Denn dafür gibt es wenig empirische Evidenz. Vielmehr verbanden sich "68" und die Folgen mit einem allgemeinen Wertewandel, der schon in den mittleren sechziger Jahren eingesetzt hatte und der sich nun beschleunigte und verstärkte: einem Wandel von Pflichtwerten und der Akzeptanz des Vorgegebenen hin zu Freiheits- und Selbstentfaltungswerten, in emanzipatorischer ebenso wie in hedonistischer Dimension. Ebendies hat aber auch die bürgerlichen Kreise nicht unberührt gelassen. Individuelle Freiheitsspielräume - ein genuin bürgerlich-liberales Anliegen - haben ebenso zugenommen, wie sich die Geschlechterverhältnisse oder die Standards der Kindererziehung von den Festlegungen der bürgerlichen Gesellschaft in den sechziger Jahren entfernt haben. Auch die hedonistische Komponente hat sich allerorten verbreitet, und nicht selten haben gerade diejenigen, die den Werteverfall seit 1968 beklagen, soeben ihren vierten Jahresurlaub gebucht. Zugleich haben auch dort im Zeichen vordringender staatlicher Rundumregulierung genuin bürgerliche Orientierungen wie diejenige der Selbstverantwortung an Bedeutung verloren, wenn beispielsweise den Familien allenthalben kaum mehr zugetraut wird, die Erziehung und Persönlichkeitsbildung ihrer Kinder besser zu leisten als der Staat. In diesen sozialkulturellen Entwicklungen ebenso wie in der Tradition eines antibürgerlichen Misstrauens, das heute in der Tradition staatlichen Kümmerns daherkommt, liegt das eigentliche Thema 40 Jahre nach 68.

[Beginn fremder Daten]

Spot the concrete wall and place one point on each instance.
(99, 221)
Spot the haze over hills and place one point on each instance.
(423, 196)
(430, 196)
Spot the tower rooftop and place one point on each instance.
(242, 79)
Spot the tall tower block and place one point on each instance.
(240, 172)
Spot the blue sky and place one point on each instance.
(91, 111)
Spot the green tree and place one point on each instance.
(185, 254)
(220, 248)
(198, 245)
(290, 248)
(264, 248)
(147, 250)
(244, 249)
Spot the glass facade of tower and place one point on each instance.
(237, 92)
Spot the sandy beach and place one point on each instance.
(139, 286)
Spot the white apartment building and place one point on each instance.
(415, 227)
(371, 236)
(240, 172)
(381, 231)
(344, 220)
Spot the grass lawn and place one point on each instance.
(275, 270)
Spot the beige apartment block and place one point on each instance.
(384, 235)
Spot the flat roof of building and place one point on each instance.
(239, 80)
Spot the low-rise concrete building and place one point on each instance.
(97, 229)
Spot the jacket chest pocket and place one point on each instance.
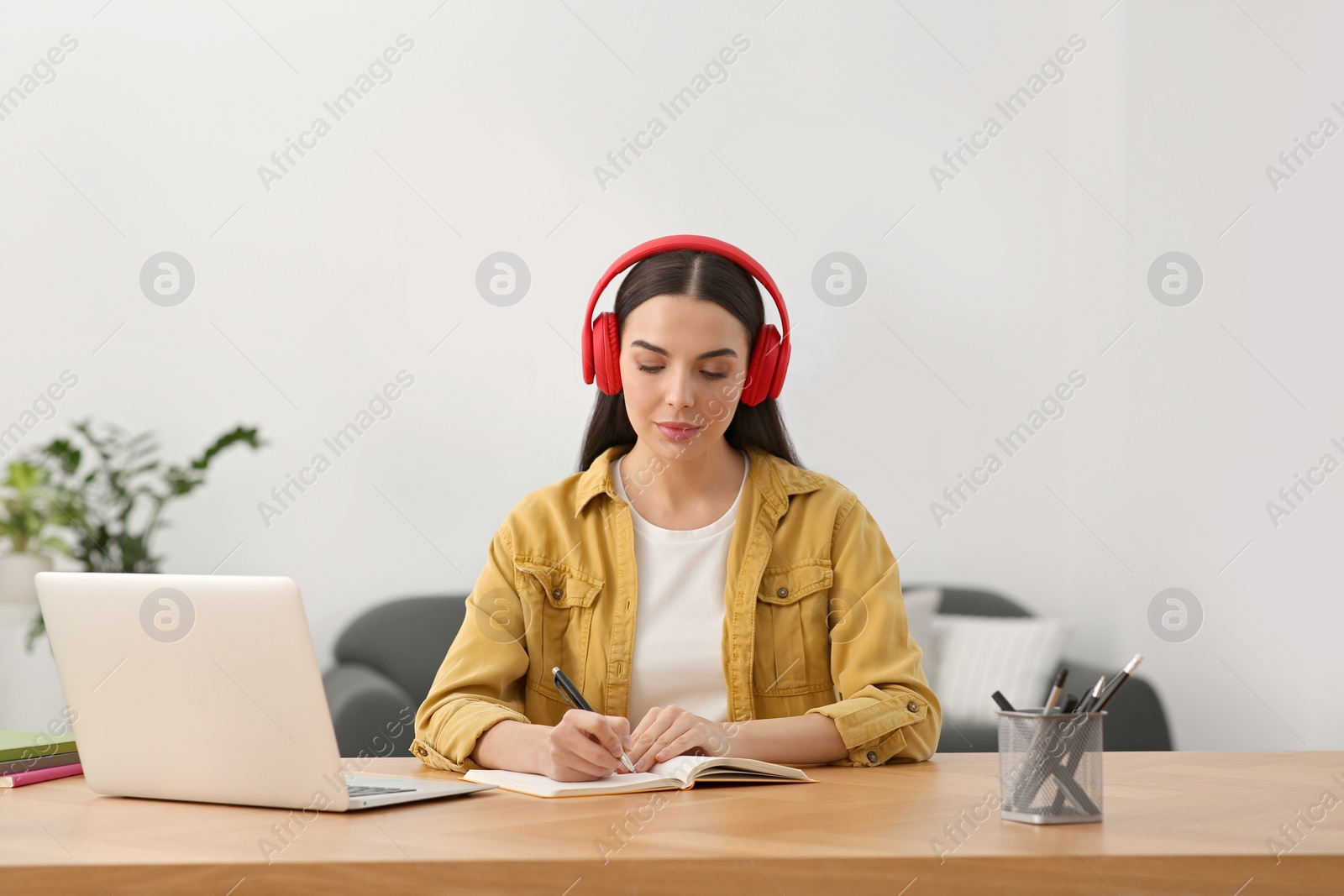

Götz Aly: Unser Kampf. 1968 - ein irritierter Blick zurück. S. Fischer Verlag, Frankfurt am Main 2008. 253 S., 19,90 [Euro].
Wolfgang Kraushaar: Achtundsechzig. Eine Bilanz. Propyläen Verlag, Berlin 2008. 335 S., 19,90 [Euro].
Albrecht von Lucke: 68 oder neues Biedermeier. Der Kampf um die Deutungsmacht. Verlag Klaus Wagenbach, Berlin 2008. 96 S., 9,90 [Euro].